A finales de 2020 se publicaba Los apóstatas, la lúcida y dolorosa novela que cerraba la trilogía narrativa familiar de Gonzalo Celorio. Y digo novela aunque podría también decir, por utilizar palabras del propio autor, «denuncia y memoria, historia y epístola, crítica y homenaje, biografía y autobiografía», a lo que cabría añadir narración y poesía, diario y confesión, metaliteratura y autoficción, ensayo y crónica…; y me quedo corto porque la novela para Celorio es un género profundamente mestizo, donde todo cabe, se mezcla, para mayor gloria de ese flexible e inabarcable instrumento de percepción de la realidad. «La novela –señaló recientemente- es capaz de hacer calas más profundas que cualquier otro discurso en el mundo referencial» (CH, nº 821, noviembre 2018, p 54) y para ello, añadimos, el autor puede servirse de los más diversos recursos.

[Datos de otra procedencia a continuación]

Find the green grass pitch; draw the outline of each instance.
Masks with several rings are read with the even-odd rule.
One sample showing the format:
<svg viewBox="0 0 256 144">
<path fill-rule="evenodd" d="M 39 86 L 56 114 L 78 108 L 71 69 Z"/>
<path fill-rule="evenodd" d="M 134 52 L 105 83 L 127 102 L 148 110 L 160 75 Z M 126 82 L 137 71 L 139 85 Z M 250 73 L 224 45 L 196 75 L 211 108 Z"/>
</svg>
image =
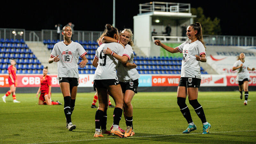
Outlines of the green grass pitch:
<svg viewBox="0 0 256 144">
<path fill-rule="evenodd" d="M 11 95 L 6 98 L 6 103 L 0 98 L 0 143 L 256 143 L 256 92 L 249 92 L 247 106 L 243 104 L 244 96 L 240 100 L 238 92 L 199 92 L 198 101 L 212 125 L 208 134 L 202 134 L 201 122 L 188 99 L 186 103 L 197 129 L 183 134 L 187 124 L 177 104 L 176 92 L 139 92 L 132 101 L 135 135 L 122 138 L 93 137 L 96 109 L 90 106 L 94 93 L 77 93 L 72 117 L 76 128 L 70 132 L 66 128 L 63 105 L 39 106 L 36 93 L 17 92 L 20 103 L 12 102 Z M 52 93 L 52 99 L 64 102 L 60 93 Z M 108 130 L 113 110 L 108 110 Z M 122 116 L 120 126 L 124 129 Z"/>
</svg>

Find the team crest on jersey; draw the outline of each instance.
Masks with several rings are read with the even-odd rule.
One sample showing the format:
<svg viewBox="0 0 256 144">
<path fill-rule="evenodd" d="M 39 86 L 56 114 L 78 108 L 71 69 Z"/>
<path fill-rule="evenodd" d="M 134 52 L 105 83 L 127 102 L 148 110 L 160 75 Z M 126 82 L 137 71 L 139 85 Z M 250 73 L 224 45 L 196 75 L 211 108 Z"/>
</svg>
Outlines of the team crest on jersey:
<svg viewBox="0 0 256 144">
<path fill-rule="evenodd" d="M 188 82 L 189 83 L 191 83 L 192 82 L 192 78 L 188 78 Z"/>
</svg>

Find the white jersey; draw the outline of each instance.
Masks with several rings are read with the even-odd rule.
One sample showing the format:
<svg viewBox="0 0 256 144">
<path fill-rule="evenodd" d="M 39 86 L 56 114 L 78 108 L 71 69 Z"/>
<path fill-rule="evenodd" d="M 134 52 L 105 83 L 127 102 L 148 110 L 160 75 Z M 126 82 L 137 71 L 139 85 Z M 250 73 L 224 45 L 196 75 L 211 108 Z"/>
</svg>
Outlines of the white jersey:
<svg viewBox="0 0 256 144">
<path fill-rule="evenodd" d="M 78 73 L 79 57 L 87 53 L 82 45 L 73 41 L 68 45 L 61 41 L 55 44 L 51 54 L 52 58 L 59 55 L 60 61 L 57 62 L 57 77 L 79 77 Z"/>
<path fill-rule="evenodd" d="M 118 60 L 110 55 L 105 54 L 103 50 L 108 48 L 119 55 L 127 54 L 121 44 L 116 43 L 103 44 L 97 49 L 95 58 L 99 59 L 99 64 L 94 74 L 94 79 L 116 79 L 116 67 Z"/>
<path fill-rule="evenodd" d="M 183 54 L 180 77 L 201 79 L 200 61 L 196 60 L 195 56 L 206 55 L 205 48 L 203 44 L 198 40 L 192 43 L 187 41 L 177 48 L 180 52 Z"/>
<path fill-rule="evenodd" d="M 237 67 L 242 64 L 243 67 L 237 69 L 236 80 L 238 81 L 242 81 L 244 79 L 246 78 L 248 78 L 248 80 L 250 79 L 249 71 L 247 69 L 247 68 L 249 66 L 249 63 L 247 61 L 245 61 L 243 63 L 240 60 L 239 60 L 235 63 L 233 65 L 233 67 Z"/>
<path fill-rule="evenodd" d="M 124 46 L 125 49 L 127 50 L 128 53 L 124 54 L 123 56 L 125 55 L 129 60 L 128 62 L 132 63 L 133 62 L 134 54 L 132 47 L 127 44 Z M 116 67 L 117 71 L 117 78 L 119 81 L 122 82 L 128 82 L 140 78 L 140 75 L 135 68 L 125 68 L 122 63 L 118 62 Z"/>
</svg>

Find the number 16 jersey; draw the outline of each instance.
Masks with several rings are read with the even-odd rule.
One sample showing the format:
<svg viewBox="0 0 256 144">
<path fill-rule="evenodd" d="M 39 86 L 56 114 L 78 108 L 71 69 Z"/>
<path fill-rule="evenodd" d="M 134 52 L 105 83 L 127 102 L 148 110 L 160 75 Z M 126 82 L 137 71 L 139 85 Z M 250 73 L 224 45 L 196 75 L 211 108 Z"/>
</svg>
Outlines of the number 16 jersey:
<svg viewBox="0 0 256 144">
<path fill-rule="evenodd" d="M 78 73 L 79 57 L 81 58 L 87 53 L 81 44 L 72 41 L 68 45 L 63 42 L 57 43 L 53 47 L 51 57 L 59 55 L 60 61 L 57 62 L 57 77 L 79 77 Z"/>
<path fill-rule="evenodd" d="M 95 54 L 95 58 L 99 59 L 99 64 L 94 75 L 95 80 L 117 79 L 116 67 L 118 60 L 110 55 L 104 54 L 103 52 L 103 50 L 108 47 L 119 55 L 128 55 L 129 53 L 121 44 L 116 43 L 101 44 L 97 49 Z"/>
</svg>

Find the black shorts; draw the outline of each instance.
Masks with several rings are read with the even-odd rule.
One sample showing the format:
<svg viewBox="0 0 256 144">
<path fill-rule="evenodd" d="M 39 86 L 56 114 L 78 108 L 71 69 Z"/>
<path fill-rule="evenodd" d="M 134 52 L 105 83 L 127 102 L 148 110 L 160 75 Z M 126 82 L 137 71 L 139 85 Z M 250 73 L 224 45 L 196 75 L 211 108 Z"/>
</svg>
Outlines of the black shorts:
<svg viewBox="0 0 256 144">
<path fill-rule="evenodd" d="M 139 79 L 128 82 L 120 82 L 123 93 L 124 93 L 127 90 L 131 90 L 137 93 L 137 89 L 139 85 Z"/>
<path fill-rule="evenodd" d="M 63 82 L 68 83 L 69 84 L 70 87 L 76 86 L 78 86 L 79 83 L 78 80 L 79 78 L 76 77 L 59 77 L 59 83 Z"/>
<path fill-rule="evenodd" d="M 249 82 L 249 80 L 248 80 L 248 78 L 246 78 L 244 79 L 242 81 L 238 81 L 238 84 L 239 84 L 239 85 L 242 85 L 242 84 L 244 84 L 244 82 L 245 81 L 248 81 Z"/>
<path fill-rule="evenodd" d="M 109 85 L 119 84 L 118 79 L 95 79 L 93 81 L 93 89 L 96 90 L 96 88 L 108 88 Z"/>
<path fill-rule="evenodd" d="M 180 77 L 178 86 L 186 87 L 200 87 L 201 79 L 195 77 Z"/>
</svg>

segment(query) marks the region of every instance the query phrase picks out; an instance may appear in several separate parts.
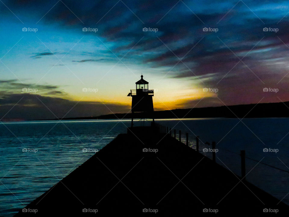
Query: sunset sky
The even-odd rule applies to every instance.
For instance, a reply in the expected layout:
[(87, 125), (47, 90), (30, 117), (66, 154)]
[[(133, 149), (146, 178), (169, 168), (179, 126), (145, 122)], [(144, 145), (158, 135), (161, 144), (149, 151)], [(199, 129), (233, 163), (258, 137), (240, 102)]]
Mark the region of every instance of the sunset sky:
[(0, 118), (128, 112), (142, 73), (156, 110), (289, 101), (288, 5), (2, 0)]

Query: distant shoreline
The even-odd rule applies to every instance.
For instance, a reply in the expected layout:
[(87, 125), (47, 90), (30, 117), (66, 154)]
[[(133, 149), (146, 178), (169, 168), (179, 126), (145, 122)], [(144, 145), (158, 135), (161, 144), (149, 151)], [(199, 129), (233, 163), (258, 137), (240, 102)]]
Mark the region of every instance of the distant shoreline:
[[(276, 115), (277, 114), (277, 115)], [(177, 109), (156, 111), (154, 113), (156, 119), (183, 118), (238, 118), (289, 117), (289, 102), (237, 105), (223, 106), (193, 108)], [(152, 118), (150, 115), (144, 115), (143, 113), (135, 113), (134, 118), (144, 117)], [(61, 118), (52, 119), (28, 120), (26, 121), (55, 121), (78, 120), (112, 120), (132, 118), (132, 114), (116, 113), (96, 117)]]

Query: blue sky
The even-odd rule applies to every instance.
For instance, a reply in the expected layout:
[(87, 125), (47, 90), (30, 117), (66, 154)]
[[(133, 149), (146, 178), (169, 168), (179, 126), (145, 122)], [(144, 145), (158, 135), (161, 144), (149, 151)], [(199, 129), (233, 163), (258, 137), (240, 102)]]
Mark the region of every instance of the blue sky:
[(288, 101), (287, 3), (3, 1), (0, 113), (61, 117), (76, 104), (66, 117), (128, 112), (142, 73), (156, 110)]

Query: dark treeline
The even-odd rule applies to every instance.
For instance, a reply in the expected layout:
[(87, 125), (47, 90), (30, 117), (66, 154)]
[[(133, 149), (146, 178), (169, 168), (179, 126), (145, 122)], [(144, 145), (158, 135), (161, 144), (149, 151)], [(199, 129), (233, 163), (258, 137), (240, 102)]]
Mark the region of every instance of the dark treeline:
[[(156, 118), (288, 117), (289, 117), (289, 102), (157, 111), (154, 112), (154, 118)], [(131, 113), (127, 114), (117, 113), (95, 117), (67, 118), (63, 118), (63, 120), (131, 118)], [(147, 114), (144, 115), (144, 114), (141, 112), (135, 113), (134, 118), (142, 118), (144, 116), (145, 116), (146, 118), (152, 117), (151, 114)]]

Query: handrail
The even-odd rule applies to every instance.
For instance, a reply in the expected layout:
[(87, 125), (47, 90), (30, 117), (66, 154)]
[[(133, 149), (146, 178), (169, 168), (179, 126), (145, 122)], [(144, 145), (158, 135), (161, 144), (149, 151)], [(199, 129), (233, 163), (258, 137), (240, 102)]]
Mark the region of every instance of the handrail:
[[(136, 95), (136, 91), (138, 90), (142, 90), (141, 89), (137, 89), (136, 90), (131, 90), (130, 93), (131, 95), (133, 96)], [(142, 91), (143, 92), (148, 93), (149, 95), (154, 95), (154, 90), (152, 89), (142, 89)]]

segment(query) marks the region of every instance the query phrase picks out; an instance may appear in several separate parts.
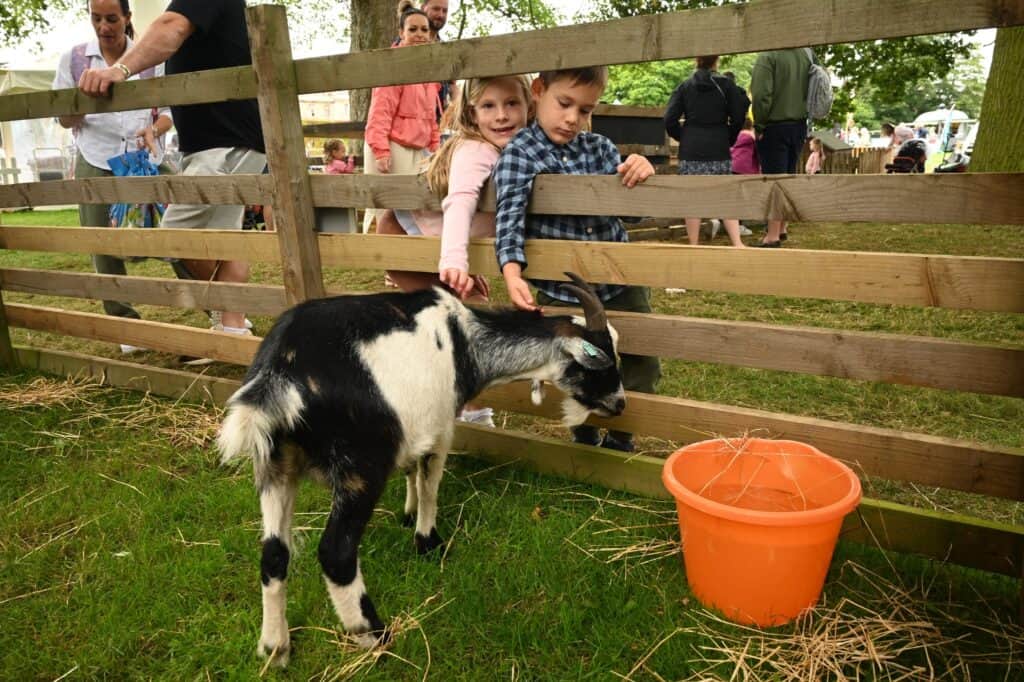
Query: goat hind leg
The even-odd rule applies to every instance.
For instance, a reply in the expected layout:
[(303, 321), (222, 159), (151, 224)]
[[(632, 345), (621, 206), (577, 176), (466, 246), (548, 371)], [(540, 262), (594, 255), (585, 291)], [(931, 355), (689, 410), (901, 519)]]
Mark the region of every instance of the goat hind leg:
[(424, 455), (419, 462), (417, 476), (418, 505), (416, 514), (416, 551), (429, 554), (444, 549), (444, 541), (437, 532), (437, 489), (444, 475), (447, 446), (438, 447), (437, 454)]
[(389, 637), (367, 594), (358, 557), (359, 540), (379, 493), (365, 491), (347, 499), (336, 493), (318, 549), (324, 582), (338, 619), (356, 643), (366, 648), (384, 644)]
[(281, 473), (263, 484), (259, 496), (263, 515), (263, 556), (260, 559), (263, 626), (257, 653), (272, 656), (273, 663), (281, 667), (288, 665), (291, 653), (286, 609), (295, 488), (294, 476)]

La búsqueda de la propia identidad es el motor que sustenta esta extraordinaria trilogía narrativa familiar que parte de Cuba para llegar a México pasando antes por España. Tres lindas cubanas (2006) nos lleva a la Cuba prerrevolucionaria y a la Cuba castrista por vía materna. El metal y la escoria (2015) a los orígenes paternos, o sea a España. «En el largo proceso de escritura de Tres lindas cubanas y El metal y la escoria la literatura se fue enseñoreando de la historia de mi familia hasta avasallarla por completo», confiesa en el capítulo cuarto de su última entrega, que nos acerca al México natal y a dos de los hermanos que más influyeron en su vida: Miguel, el mayor de la docena de hijos que tuvieron Miguel Celorio y Virginia Blasco, que pronto se convertiría en su padre intelectual; y Eduardo, que precede a Gonzalo, penúltimo de la lista que cerraría una niña, Rosa. El otro hermano fundamental será Benito, el «padre sustituto» afectivo, pues Miguel Celorio era ya un sesentón cuando tuvo a sus dos últimos hijos. A través principalmente de los recuerdos de Benito, desgranados por su prodigiosa memoria en las comidas fraternas celebradas en el Covadonga, el restaurante del Centro Asturiano de México, Gonzalo pudo fundamentar la segunda de las entregas.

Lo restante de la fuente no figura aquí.